What is GitHub Copilot?

Copilot is an AI pair programmer.

Announced on June 29th 2021 (but not yet available yet), GitHub Copilot is a Visual Studio Code extension that can understand human written text comments and then based on that write code to build whatever it is the comments suggested to do – and do that in several different programming languages.

Here’s what GitHub says:

GitHub Copilot is an AI pair programmer that helps you write code faster and with less work. GitHub Copilot draws context from comments and code, and suggests individual lines and whole functions instantly. GitHub Copilot is powered by OpenAI Codex, a new AI system created by OpenAI. The GitHub Copilot technical preview is available as a Visual Studio Code extension.

GitHub claims:

  • GitHub says it’s trained on billions of lines of code. And human language.
  • Saves you time.
  • Helps you stay focused.
  • It’s more than auto-complete.

How does GitHub Copilot work?

Apparently, you would open up Visual Studio Code with the OpenAI plugin installed, write a comment describing the logic you want, and then let GitHub Copilot assemble the code for you.

GitHub says Copilot is trained on both code and human language, meaning it has learned via machine learning to understand the intend of English text and how to respond via code.
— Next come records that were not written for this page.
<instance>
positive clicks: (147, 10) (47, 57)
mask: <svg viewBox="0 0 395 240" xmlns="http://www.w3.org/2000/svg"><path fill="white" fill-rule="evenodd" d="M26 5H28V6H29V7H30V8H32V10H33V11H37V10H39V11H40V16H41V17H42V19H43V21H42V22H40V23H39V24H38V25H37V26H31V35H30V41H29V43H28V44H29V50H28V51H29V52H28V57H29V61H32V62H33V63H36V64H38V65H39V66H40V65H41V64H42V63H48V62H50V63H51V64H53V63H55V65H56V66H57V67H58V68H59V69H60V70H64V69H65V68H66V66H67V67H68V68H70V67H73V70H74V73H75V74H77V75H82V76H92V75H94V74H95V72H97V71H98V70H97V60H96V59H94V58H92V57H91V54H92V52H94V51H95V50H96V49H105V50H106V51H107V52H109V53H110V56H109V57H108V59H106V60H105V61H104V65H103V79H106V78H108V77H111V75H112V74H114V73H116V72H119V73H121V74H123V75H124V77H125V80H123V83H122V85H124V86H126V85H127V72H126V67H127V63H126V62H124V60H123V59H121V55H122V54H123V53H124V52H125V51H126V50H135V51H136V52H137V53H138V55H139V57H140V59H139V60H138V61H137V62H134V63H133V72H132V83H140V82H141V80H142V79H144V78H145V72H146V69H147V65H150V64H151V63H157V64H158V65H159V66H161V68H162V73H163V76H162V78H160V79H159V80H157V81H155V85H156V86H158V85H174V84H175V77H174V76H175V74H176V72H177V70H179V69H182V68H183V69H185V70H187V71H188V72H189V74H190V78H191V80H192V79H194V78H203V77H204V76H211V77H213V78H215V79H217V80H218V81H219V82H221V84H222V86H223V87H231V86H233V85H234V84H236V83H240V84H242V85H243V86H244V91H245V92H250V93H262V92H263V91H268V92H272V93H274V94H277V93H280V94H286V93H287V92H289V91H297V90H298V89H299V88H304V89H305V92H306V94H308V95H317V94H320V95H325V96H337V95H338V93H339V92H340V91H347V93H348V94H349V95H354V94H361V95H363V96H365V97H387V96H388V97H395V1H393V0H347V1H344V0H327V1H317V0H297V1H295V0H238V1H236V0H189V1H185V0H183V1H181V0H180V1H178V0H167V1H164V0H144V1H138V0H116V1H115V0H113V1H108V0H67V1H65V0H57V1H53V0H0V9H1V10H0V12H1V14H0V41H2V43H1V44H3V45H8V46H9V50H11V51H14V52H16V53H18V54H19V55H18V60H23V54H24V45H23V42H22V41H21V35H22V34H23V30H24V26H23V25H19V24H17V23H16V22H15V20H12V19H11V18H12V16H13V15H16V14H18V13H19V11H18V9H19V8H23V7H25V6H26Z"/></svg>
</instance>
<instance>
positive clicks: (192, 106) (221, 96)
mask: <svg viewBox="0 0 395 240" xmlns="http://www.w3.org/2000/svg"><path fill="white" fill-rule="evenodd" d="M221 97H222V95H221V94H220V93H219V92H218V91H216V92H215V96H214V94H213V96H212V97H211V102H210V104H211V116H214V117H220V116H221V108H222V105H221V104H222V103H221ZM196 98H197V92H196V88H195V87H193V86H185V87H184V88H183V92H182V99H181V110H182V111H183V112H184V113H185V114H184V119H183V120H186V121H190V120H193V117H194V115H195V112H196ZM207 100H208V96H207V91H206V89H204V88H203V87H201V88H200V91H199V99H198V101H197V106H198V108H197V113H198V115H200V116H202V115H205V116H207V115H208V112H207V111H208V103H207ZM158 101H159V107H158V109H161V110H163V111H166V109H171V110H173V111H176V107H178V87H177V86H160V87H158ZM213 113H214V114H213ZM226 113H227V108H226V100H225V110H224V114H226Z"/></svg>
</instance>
How GitHub's Copilot works
Image credit: https://copilot.github.com/

What programming languages does Copilot understand?

GitHub says Copilot supports:

  • Python
  • JavaScript
  • TypeScript
  • Ruby
  • Go

And Copilot apparently understands dozens of programming languages but it’s not clear which others at this time.

Some examples of Copilot in action

A quick intro:

https://twitter.com/github/status/1409883156333879300?ref_src=twsrc%5Etfw

Writing functions (by only writing a description of how the function should behave):

Writing some SQL:

What is OpenAI?

OpenAI is a research and development company with the tech that powers Copilot.

OpenAI’s website says:

We’ve developed codex, an AI that translates natural language into code. Together with GitHub we’re releasing the first Codex-powered app, GitHub Copilot.

OpenAI also has a few interesting projects like this one (Microscope) which aims to look inside a machine leaning AI’s model and see why it works the way it does.

And then they have an API. Throw it some English text and get some code in response.

Will GitHub Copilot take your programming job?

I think for now the answer is no. Looks like the tool may help augment some developers write their code a little faster. Especially for folks working with a new language to be proficient much faster than if they didn’t have Copilot.

GitHub admits the tool isn’t perfect:

GitHub Copilot tries to understand your intent and to generate the best code it can, but the code it suggests may not always work, or even make sense.

It seems to happen more than not where Copilot generates bad code.

So in the end, the developer is still in control and responsible for writing good code and software. But let’s see where Copilot and similar pair programming technology takes us over time.